I held her closer to me, then lowered my
voice accordingly. "Think about it, honey. It's gonna be a little easier.
No more pressures of having to make the rent. Or a car payment. We can have a
few nice things. A little breathing room for a change. And now that you're out
of the Fun House, there'll be no going back. How do you like that?"

"Oh, it sounds wonderful. Just
wonderful. I hope we can 'plan things', as you say, so that we won't have to go
back to the way things used to be."

She turned her head up from my chest so she
could look at me.

"You know, a couple of months ago,
there was this guy on Oprah who said planning a better life is something
everybody ought to sit down and do. Like, he said you should sit down with a
pencil and paper and actually make a list of things in life you want to do. But
he said that sticking with that plan is really, really hard, and that most
people fail. We won't fail, will we, Don Roy?"

Before I could tell her no, she sighed,
"You know, all I want...I just want us to have a … a … future."

That was a word she'd always had trouble
with. The concept was pretty hard for her to comprehend.

Fact is, I'd never really had a solid grip
on it myself.

I'd always lived in the weedy undergrowth
of straight society, raised in one of those dried-out-white shotgun houses on
the edge of Old Town, scraping through on a mix of wits and muscle. My adult
life was a blur of moving from score to score, then back into the safety of the
shadows.

I usually got by all right, but how could
I, or Norma for that matter, see our "future" the way everyone else
saw theirs?
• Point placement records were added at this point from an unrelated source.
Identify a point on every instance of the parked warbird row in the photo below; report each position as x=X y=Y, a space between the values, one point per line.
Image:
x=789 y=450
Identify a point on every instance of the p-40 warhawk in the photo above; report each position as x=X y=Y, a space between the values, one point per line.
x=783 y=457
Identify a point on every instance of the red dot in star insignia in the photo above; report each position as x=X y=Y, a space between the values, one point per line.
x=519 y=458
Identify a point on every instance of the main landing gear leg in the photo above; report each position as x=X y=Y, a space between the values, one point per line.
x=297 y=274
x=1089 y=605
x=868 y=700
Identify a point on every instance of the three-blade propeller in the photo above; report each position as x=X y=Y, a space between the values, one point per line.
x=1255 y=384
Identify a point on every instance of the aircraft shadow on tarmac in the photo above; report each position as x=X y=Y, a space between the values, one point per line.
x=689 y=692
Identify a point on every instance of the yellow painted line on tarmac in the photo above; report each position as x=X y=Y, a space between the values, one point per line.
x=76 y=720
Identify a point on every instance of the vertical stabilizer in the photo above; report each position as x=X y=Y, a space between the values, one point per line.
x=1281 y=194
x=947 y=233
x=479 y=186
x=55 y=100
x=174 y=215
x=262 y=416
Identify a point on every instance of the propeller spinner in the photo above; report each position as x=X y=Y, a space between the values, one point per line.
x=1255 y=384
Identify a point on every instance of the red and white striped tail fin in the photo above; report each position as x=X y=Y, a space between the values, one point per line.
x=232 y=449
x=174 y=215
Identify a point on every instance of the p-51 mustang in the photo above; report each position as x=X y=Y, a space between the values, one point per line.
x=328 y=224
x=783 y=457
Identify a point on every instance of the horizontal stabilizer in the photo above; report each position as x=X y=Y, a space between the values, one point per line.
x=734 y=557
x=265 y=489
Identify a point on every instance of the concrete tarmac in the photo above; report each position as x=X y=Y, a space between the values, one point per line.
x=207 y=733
Our futures growled in front of us, like a dark, curvy, mountain
road full of big potholes and upturned nails.

Small wonder, with the way we were brought
up, the way we steered our lives. Very few doors were ever open for us, so we
took what limited choices we had.

Shit, who could blame us?

THIRTEEN
 

IT
was barely dawn Monday morning when the repeated pounding on the door woke me
up. Not with knuckles, but with a fist.

The sound was unmistakable.

Cops.

Norma threw on a robe. She stood at the
door yelling, "Who is it?"

"Police! Open up."

As she opened the door, I already had my
pants on. I heard his distinct Cuban-Conch accent.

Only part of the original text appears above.